= Jagjit Chuhan =

Indian-British artist and curator

Jagjit Chuhan (born 1955) is an Indian-British artist, art curator and art lecturer. She is Professor of International Art at Liverpool John Moores University.

==Life==
Jagjit Chuhan was born in 1955 in Punjab, India. She trained at the Slade School of Fine Art from 1973 to 1977.

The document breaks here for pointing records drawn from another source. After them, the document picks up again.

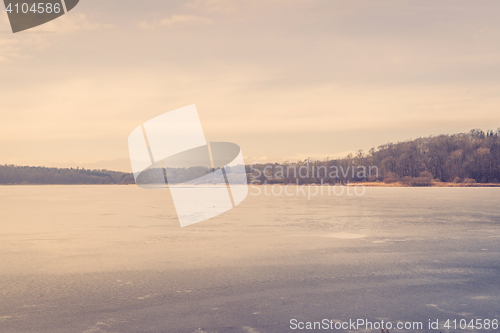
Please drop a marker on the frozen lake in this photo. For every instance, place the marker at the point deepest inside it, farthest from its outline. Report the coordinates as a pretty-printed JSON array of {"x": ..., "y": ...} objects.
[{"x": 114, "y": 259}]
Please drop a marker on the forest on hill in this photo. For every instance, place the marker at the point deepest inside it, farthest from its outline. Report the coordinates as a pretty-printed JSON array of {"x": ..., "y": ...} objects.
[
  {"x": 472, "y": 157},
  {"x": 466, "y": 157},
  {"x": 11, "y": 174}
]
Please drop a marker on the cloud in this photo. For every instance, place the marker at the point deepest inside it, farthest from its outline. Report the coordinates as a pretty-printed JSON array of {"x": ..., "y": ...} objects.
[
  {"x": 212, "y": 5},
  {"x": 70, "y": 23},
  {"x": 174, "y": 20}
]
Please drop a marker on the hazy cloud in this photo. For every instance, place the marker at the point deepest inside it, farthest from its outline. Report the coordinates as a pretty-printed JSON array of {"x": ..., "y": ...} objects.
[{"x": 174, "y": 20}]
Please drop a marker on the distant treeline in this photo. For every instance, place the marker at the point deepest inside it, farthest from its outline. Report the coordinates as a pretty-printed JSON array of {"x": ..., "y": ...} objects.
[
  {"x": 466, "y": 157},
  {"x": 11, "y": 174}
]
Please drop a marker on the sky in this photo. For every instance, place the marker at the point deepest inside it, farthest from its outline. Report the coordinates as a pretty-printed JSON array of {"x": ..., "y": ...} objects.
[{"x": 285, "y": 80}]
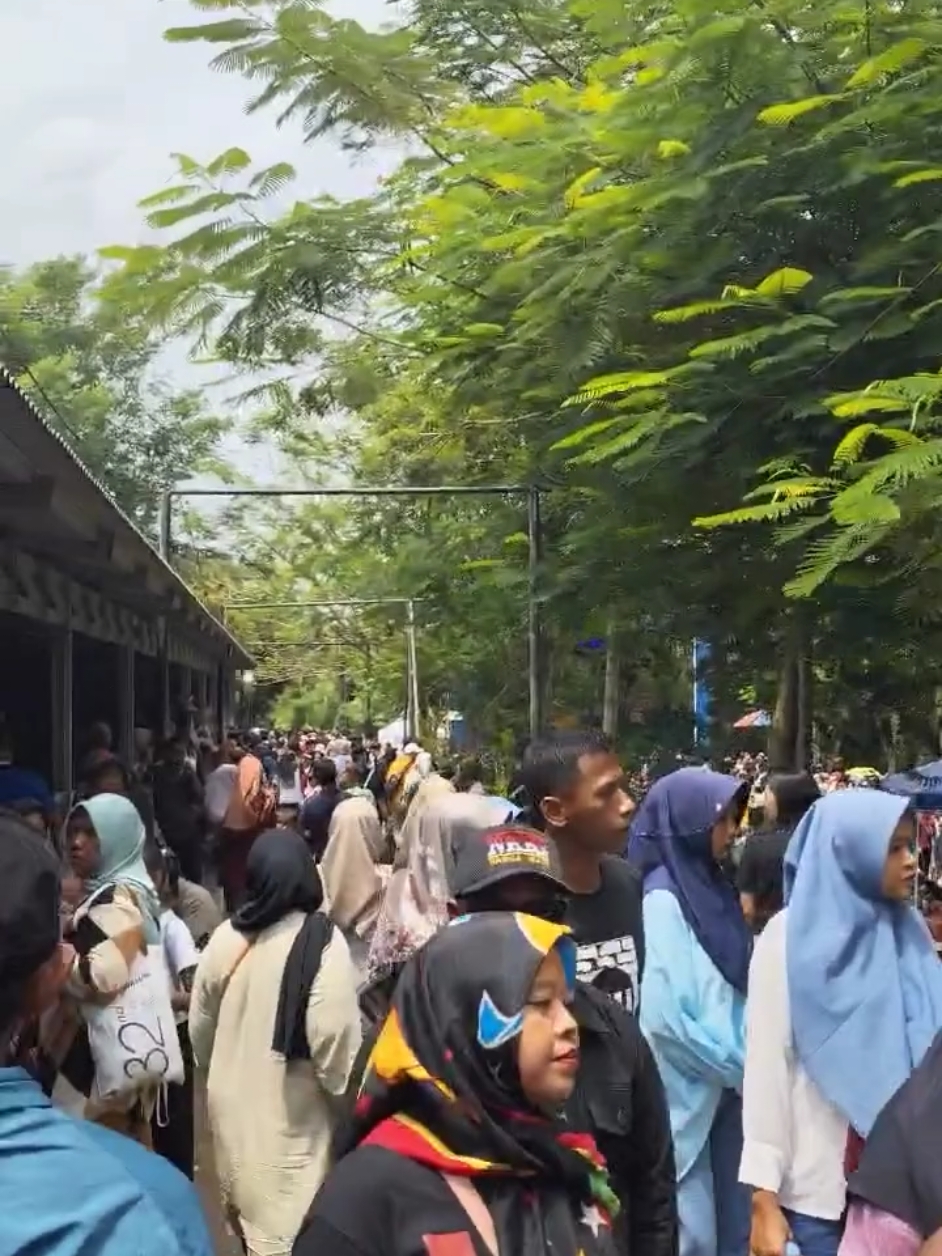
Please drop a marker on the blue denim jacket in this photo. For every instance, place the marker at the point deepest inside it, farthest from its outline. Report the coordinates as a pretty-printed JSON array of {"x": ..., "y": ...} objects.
[{"x": 73, "y": 1188}]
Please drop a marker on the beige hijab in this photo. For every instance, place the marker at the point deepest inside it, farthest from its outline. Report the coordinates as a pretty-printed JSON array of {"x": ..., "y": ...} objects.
[
  {"x": 431, "y": 790},
  {"x": 416, "y": 903},
  {"x": 353, "y": 884}
]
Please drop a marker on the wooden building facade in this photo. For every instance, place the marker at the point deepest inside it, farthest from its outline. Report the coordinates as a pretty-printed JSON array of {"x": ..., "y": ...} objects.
[{"x": 94, "y": 624}]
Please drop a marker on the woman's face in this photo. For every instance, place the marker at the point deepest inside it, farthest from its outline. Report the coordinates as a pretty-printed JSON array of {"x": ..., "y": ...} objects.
[
  {"x": 725, "y": 832},
  {"x": 82, "y": 844},
  {"x": 548, "y": 1051},
  {"x": 899, "y": 868}
]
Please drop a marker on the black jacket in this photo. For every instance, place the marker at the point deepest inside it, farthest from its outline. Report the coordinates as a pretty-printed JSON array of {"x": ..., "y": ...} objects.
[
  {"x": 618, "y": 1098},
  {"x": 621, "y": 1100}
]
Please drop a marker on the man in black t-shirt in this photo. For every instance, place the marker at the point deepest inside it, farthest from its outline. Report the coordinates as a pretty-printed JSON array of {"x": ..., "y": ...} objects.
[{"x": 577, "y": 790}]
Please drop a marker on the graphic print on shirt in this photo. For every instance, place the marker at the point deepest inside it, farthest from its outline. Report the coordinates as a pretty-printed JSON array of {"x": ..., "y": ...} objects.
[{"x": 612, "y": 967}]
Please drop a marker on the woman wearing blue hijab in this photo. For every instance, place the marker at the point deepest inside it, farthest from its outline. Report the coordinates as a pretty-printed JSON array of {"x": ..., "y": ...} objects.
[
  {"x": 845, "y": 997},
  {"x": 692, "y": 995}
]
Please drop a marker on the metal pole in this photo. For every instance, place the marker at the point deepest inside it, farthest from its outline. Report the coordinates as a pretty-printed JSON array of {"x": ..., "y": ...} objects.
[
  {"x": 412, "y": 672},
  {"x": 534, "y": 533},
  {"x": 382, "y": 490},
  {"x": 368, "y": 701}
]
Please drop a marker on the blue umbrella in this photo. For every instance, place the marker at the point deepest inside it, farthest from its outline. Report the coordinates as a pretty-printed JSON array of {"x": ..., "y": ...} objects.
[{"x": 922, "y": 784}]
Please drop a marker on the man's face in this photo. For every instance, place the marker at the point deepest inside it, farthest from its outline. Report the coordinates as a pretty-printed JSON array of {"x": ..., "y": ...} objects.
[{"x": 595, "y": 806}]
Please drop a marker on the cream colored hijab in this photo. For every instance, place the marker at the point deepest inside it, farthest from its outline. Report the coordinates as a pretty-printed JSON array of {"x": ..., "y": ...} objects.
[
  {"x": 353, "y": 884},
  {"x": 416, "y": 903}
]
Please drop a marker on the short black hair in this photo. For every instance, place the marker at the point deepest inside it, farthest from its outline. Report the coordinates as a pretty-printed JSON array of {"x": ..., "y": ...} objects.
[
  {"x": 324, "y": 771},
  {"x": 795, "y": 793},
  {"x": 552, "y": 763}
]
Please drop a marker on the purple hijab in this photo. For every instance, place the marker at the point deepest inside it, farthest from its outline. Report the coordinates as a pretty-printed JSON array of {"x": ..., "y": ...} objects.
[{"x": 670, "y": 844}]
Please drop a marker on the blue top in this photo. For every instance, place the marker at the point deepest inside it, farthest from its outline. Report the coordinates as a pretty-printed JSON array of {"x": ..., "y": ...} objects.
[
  {"x": 864, "y": 981},
  {"x": 73, "y": 1188},
  {"x": 671, "y": 845},
  {"x": 695, "y": 1023}
]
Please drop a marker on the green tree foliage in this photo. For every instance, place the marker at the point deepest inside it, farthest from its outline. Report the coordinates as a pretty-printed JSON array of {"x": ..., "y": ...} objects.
[
  {"x": 676, "y": 261},
  {"x": 92, "y": 373}
]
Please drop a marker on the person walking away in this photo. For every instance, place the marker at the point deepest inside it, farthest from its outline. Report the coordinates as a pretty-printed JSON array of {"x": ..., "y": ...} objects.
[
  {"x": 416, "y": 901},
  {"x": 459, "y": 1143},
  {"x": 68, "y": 1186},
  {"x": 274, "y": 1020},
  {"x": 618, "y": 1097},
  {"x": 352, "y": 877},
  {"x": 693, "y": 994},
  {"x": 788, "y": 798},
  {"x": 220, "y": 786},
  {"x": 845, "y": 997},
  {"x": 251, "y": 809},
  {"x": 319, "y": 808},
  {"x": 575, "y": 786},
  {"x": 178, "y": 806},
  {"x": 107, "y": 774},
  {"x": 118, "y": 914},
  {"x": 894, "y": 1196}
]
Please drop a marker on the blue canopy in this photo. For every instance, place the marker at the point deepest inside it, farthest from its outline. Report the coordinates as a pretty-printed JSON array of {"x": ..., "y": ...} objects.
[{"x": 922, "y": 784}]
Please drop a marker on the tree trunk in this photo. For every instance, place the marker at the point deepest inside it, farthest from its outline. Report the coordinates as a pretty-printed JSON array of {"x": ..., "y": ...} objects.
[
  {"x": 789, "y": 737},
  {"x": 611, "y": 692}
]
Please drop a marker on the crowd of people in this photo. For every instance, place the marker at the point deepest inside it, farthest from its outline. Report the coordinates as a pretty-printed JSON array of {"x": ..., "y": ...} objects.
[{"x": 431, "y": 1020}]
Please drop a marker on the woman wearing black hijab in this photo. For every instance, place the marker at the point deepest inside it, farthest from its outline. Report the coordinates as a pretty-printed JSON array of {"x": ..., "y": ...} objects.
[
  {"x": 274, "y": 1017},
  {"x": 459, "y": 1146},
  {"x": 896, "y": 1192}
]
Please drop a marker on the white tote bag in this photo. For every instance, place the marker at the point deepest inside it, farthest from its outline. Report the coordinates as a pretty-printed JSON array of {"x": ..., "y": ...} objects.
[{"x": 133, "y": 1038}]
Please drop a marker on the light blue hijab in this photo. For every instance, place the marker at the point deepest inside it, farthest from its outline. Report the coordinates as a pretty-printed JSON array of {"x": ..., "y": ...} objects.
[
  {"x": 121, "y": 838},
  {"x": 864, "y": 981}
]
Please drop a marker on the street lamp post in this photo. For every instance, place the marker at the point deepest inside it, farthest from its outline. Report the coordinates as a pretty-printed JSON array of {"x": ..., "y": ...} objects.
[{"x": 534, "y": 529}]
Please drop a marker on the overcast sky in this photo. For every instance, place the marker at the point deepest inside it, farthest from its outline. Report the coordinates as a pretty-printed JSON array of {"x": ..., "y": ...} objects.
[{"x": 92, "y": 104}]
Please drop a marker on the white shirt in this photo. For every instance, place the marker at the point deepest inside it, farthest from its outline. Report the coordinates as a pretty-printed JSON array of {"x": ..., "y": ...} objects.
[
  {"x": 178, "y": 948},
  {"x": 271, "y": 1122},
  {"x": 794, "y": 1139}
]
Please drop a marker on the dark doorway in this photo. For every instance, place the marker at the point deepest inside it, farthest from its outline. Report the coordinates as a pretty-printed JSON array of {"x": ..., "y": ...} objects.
[
  {"x": 27, "y": 691},
  {"x": 147, "y": 693},
  {"x": 94, "y": 690}
]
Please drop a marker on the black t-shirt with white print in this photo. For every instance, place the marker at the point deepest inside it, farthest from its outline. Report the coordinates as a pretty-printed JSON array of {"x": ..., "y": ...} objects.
[{"x": 609, "y": 931}]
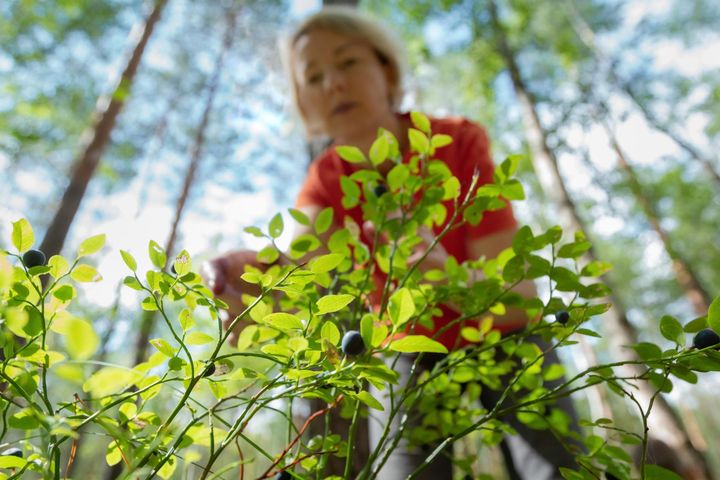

Chuhan became Reader in Eclecticism in Art, and chair of the Centre for Art International Research (CAIR), at Liverpool John Moores University. In 1999 she collaborated with Laura Arison on 'an intimate mosaic' at the Senate House of the University of Liverpool. She also co-curated 'Lines of Desire', a drawing exhibition which toured internationally in 1999.

==Works==

===Exhibitions===
- 'New North', Tate Gallery Liverpool, 1991
- 'Indian Winter', Kapil Jariwala Gallery, London, 1995
- 'In the Looking Glass', Usher Gallery, Lincoln, 1996
- 'A long way from home – a painter's journey: new work by J. Chuhan', Lowry Centre, 2002–3.
- 'Parampara: Portraits by J. Chuhan - New perceptions of the British/South Asian experience', Shisha, Manchester, 2004.
- 'J Chuhan: Recent Paintings', Victoria Gallery & Museum, Liverpool, 2013.

===Books===
- (ed.) Responses – intercultural drawing practice. Liverpool : Liverpool School of Art and Design (Centre for Art International Research), 2001.
- (ed. with Angela Dimitrakaki and Emma Thomas) Re: trace dialogues : essays on contemporary art and culture. Liverpool: Liverpool School of Art and Design (Centre for Art International Research), 2002.
- (ed. with Fareda Khan and Sheila Maddison) Reflections: in conversation with artists from Bangladesh, India, Pakistan and Sri Lanka. Manchester: Shisha, 2004.